Caching on Workers


As discussed elsewhere, Taskcluster supports a broad array of workers, including workers you implement yourself. So it's difficult to say anything about "all" workers, but the general-purpose workers that the Taskcluster team maintains do have some common functionality, including the ability to cache data between task executions.

Caches

Caches are named directories stored on-disk on a worker. They can be "mounted" at arbitrary locations within the image of an executing task. A cache can only be used by one task at a time.

Caches are typically used for shared data sources such as version-control repositories or package installer caches.
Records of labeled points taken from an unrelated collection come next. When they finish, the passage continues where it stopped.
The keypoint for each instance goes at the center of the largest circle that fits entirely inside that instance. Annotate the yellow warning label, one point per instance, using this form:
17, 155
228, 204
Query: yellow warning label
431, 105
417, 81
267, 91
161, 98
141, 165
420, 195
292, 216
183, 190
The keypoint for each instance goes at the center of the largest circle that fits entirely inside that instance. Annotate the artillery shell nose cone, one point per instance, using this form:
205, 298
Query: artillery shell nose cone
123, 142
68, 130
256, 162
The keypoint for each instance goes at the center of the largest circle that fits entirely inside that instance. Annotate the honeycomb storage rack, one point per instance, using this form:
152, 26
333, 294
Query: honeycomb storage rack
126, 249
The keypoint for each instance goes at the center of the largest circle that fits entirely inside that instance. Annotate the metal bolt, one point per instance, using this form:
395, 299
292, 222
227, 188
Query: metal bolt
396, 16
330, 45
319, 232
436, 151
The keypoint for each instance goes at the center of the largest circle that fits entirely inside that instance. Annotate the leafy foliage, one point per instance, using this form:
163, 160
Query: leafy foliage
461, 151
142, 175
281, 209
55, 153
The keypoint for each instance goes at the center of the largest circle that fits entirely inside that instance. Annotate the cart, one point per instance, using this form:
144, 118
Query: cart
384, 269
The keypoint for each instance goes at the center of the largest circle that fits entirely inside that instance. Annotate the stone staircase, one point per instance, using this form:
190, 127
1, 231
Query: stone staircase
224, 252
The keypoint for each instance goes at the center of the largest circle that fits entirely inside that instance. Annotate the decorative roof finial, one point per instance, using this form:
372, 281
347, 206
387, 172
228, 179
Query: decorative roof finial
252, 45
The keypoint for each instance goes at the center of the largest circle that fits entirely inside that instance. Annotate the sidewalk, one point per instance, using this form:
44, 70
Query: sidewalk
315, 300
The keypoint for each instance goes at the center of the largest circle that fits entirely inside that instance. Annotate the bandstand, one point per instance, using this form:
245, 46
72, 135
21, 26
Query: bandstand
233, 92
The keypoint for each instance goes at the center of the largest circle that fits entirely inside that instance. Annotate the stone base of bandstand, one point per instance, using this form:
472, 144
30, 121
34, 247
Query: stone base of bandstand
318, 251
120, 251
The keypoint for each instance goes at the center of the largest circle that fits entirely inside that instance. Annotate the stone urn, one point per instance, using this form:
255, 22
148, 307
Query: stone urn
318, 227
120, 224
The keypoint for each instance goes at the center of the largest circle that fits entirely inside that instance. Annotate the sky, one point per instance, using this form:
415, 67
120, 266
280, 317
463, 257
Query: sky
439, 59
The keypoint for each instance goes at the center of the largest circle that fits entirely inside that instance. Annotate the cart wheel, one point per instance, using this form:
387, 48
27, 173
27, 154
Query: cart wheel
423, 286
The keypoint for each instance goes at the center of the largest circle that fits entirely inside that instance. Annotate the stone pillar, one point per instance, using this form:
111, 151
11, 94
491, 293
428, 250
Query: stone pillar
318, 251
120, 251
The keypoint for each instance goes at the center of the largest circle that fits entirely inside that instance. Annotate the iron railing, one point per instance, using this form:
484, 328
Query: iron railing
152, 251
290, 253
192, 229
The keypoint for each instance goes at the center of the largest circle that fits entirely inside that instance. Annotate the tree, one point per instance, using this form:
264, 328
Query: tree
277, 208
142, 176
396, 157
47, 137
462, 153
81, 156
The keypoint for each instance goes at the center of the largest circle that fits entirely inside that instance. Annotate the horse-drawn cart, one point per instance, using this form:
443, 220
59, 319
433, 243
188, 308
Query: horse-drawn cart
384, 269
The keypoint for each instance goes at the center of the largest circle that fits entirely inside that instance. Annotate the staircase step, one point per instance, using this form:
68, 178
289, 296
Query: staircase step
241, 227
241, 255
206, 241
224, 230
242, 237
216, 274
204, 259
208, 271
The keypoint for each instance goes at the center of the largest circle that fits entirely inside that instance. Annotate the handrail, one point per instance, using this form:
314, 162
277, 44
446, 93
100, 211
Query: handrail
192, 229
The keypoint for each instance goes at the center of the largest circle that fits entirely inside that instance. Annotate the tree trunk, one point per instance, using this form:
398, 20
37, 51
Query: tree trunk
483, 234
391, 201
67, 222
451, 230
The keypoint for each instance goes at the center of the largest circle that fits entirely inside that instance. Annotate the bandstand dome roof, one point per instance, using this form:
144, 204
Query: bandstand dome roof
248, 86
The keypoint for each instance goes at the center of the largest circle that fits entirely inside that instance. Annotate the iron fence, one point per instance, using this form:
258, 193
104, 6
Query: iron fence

Their use can result in a dramatic increase in task efficiency.

Caches can be of arbitrary size (limited by the disk space available on the worker itself), but can be garbage-collected by the worker implementation between tasks, if necessary. Caching is most effective when "most" of the tasks executing on a worker use the same caches. Too great a variety of caches results in frequent garbage collection and a low hit rate. As such, caches aren't terribly useful on shared workerTypes such as github-worker.

Configuration

The configuration of caches differs substantially between worker implementations.

Docker-worker configures caches in the cache property of its payload.

Generic-worker uses the mounts property. Note that generic-worker has the capability to pre-fill a cache before task execution begins, and to mount such caches read-only.